Emmerson, que é professor da Universidade Tulane, nos EUA, não comprou essa hipótese. Afinal, Pompeia cresceu além dos muros, e o lugar em que as pilhas de lixo foram encontradas não era um terreno baldio. Havia casas de alvenaria ali, como num bairro normal. Se aquele entulho todo de fato tivesse sido rejeitado, ele estaria em um lugar bem mais isolado.

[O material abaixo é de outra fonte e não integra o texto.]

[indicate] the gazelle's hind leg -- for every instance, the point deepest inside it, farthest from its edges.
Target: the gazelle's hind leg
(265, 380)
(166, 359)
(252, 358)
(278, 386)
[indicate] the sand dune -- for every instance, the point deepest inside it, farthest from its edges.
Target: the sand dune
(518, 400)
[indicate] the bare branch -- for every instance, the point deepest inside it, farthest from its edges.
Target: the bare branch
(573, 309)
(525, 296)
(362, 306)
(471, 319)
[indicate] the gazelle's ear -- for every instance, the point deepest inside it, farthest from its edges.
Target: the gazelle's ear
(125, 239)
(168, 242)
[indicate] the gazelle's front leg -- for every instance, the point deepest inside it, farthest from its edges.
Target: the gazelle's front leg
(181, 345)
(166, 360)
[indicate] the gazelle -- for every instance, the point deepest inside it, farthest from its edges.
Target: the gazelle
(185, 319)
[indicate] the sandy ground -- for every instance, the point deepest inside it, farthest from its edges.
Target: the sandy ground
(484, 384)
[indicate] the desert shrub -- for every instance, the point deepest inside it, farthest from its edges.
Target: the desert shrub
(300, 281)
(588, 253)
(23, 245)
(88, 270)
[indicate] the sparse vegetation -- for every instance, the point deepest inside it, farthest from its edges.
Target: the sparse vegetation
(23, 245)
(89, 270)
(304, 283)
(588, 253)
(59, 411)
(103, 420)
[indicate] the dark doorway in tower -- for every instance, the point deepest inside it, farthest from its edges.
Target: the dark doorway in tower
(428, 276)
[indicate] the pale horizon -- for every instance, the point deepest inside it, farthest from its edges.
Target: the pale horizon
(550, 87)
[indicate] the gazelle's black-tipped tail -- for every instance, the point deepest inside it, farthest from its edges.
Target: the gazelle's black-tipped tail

Além disso, o arqueólogo analisou amostras de solo localizadas logo abaixo dos cacarecos e percebeu que não havia material orgânico decomposto – só resíduos secos, como pedaços de tijolo, cacos de cerâmica, telhas etc.

Esse mesmo solo seco e arenoso podia ser encontrado em amostras extraídas do interior das paredes das casas. Muitas delas tiveram suas paredes erguidas com uma porção de pedaços de tijolo e telha – que então eram cobertos com uma espécie de massa corrida para dar acabamento e disfarçar os materiais reaproveitados. Sinal de que os romanos de Pompeia separavam o entulho para utilizá-lo novamente na construção civil.

“Na maior parte das vezes, nós não nos importamos com o que acontece com nosso lixo, desde que ele seja levado para longe”, disse Emmerson ao jornal britânico Guardian. “O que descobrimos em Pompeia é uma prioridade inteiramente diferente, em que o lixo estava sendo coletado e separado para reciclagem. Eles viviam muito mais próximos do lixo do que a maioria de nós consideraria aceitável.”